Besides aiding in verification, does writing an austere TLS implementation like this also potentially make it suitable for resource-constrained targets, like microcontrollers?
I don't think it matters because hacspec on this case is just the language which is a subset of rust. He still just uses cargo so treat it as rust code.
The point is that you can check the binary against some sort of formal definition to make sure the implementation you have at hand has not been tampered with. But it seems the idea is to check during dev not usage which for me is a missed opportunity. Why can't it check if it's correct every time it's loaded?

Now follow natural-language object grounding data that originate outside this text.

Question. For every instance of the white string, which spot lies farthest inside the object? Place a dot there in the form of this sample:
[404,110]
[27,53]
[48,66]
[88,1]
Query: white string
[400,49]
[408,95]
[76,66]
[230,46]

Keep in mind that Bertie is written in hacspec -- a more "restrictive" version of Rust that lends itself to formal verification. Working on Bertie feels a lot like working on a typical Rust crate but all code needs to be valid according to hacspec. Thus, you may also find that some code is "unusual" compared to vanilla Rust.
> Why can't it check if it's correct every time it's loaded?
This is considerable extra work and it's pointless. When you add together some numbers do you find yourself having to painstakingly re-assess whether the Peano Axioms (which make arithmetic work) do what you expected for the numbers you're adding? But what if today, this time, 2 + 2 is 7 or 5 instead of 4?
At runtime you could simply verify the dll‘s signature or any other generic code integrity solution? Why go to all the trouble to verify your implementation at runtime when you could do it at compile time?
> I have no idea what the legal weight is for a toml field
Law is usually about what's communicated. If "Apache-2" unambiguously refers to a particular license, I don't see the benefit in including a copy of it. (I'd go for "Apache-2.0", though – as they've done –, since that's the SPDX short identifier.)
Well, the Apache License does say "You must give any other recipients of the Work or Derivative Works a copy of this License" when you're redistributing the code. Including a copy of the license in the repo makes it easier for people to comply with that requirement.
My understanding is that hacspec is the language (a subset of rust), and hax is the tool that compiles it into format proof languages like Coq. Some explanation of the name changes here: https://hacspec.org/blog/posts/hax-v0-1/
> A group of us started hacspec (high assurance crypto specifications), a language for specifying cryptographic primitives as the basis for formal verification, in early 2018 at the HACS workshop. After two iterations on hacspec the project outgrew the name and the initial crypto-oriented scope.
> Here comes hax. hax is a tool for high assurance translations that translates a large-ish subset of safe Rust into the formal languages accepted by proof assistants such as F* or Coq. Backends for other provers like EasyCrypt are under construction.